Un crujido nítido viajó a los oídos de todos en el Continente Tai Chu e incluso a los oídos de aquellos en el Reino de las Estrellas sin límites. Era como si algo se hubiera desvanecido a su lado.
¿Cuántos seres existieron en el Continente Tai Chu, el Reino ilimitado de las Estrellas y los numerosos Grandes Mundos y Pequeños Mundos? ¡Este era un número insondable, un número tan grande que incluso los seres divinos del Dios de la Etapa de Creación no podían comprender!
¡Este número fue sin duda muy grande!
¡Ahora, sin embargo, las acciones de Chen Chen habían afectado a todos los seres del universo! Siendo ese el caso, ¿cómo reaccionarían los seres del universo?
De hecho, la gran mayoría de ellos no mostrarían ninguna reacción en absoluto.
A lo sumo, solo se sentirían un poco cansados.
Solo algunos de los seres más poderosos se sentirían un poco incómodos.
Tendrían una leve sensación de que el Dao Celestial se dirigía hacia la destrucción. Se sentirían como si estuvieran a punto de perder el Dao Celestial, algo a lo que ya se habían acostumbrado.
Quizás la insatisfacción de un solo ser sería insignificante.
Sin embargo, ¿qué pasa con la insatisfacción de diez mil seres?
¿De cien millones de seres? ¿De un billón de seres?
Cuando se multiplica por un billón, cualquier número se vuelve enorme en magnitud.
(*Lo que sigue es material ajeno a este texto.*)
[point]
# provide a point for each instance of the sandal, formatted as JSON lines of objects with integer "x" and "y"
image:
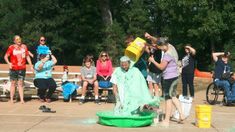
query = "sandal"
{"x": 42, "y": 107}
Además, todos los seres del universo desarrollarían emociones negativas si el Dao Celestial fuera destruido. Cuando estas emociones negativas se reunieran, se combinarían para formar un poder inimaginablemente devastador.
En ese momento, ¿a dónde iría este peculiar poder?
Todas las acciones venían con una consecuencia.
Por lo tanto, este poder peculiar se dirigiría hacia quien haya destruido el Dao Celestial.
En otras palabras, se dirigiría hacia Cyril y Chen Chen.
En este momento, una fruta roja gigante comenzó a aparecer en las fracturas del Dao Celestial. Esta fruta era redonda y brillante, y medía alrededor de quinientos pies de radio. Irradiaba con un aroma extremadamente atractivo.
A primera vista, esta fruta roja se parecía mucho a una manzana. Sin embargo, mirando de cerca, uno descubriría que esta fruta era más roja y más redonda que una manzana. De hecho, su superficie era completamente lisa e impecable.
Aunque los miembros de Heaven Crushing Sect estaban extremadamente alertas al ver esta fruta, todavía no pudieron evitar instintivamente gulp en anhelo. Solo Cyril y Chen Chen respiraron hondo.
¡La octava tribulación del Dao Celestial había llegado!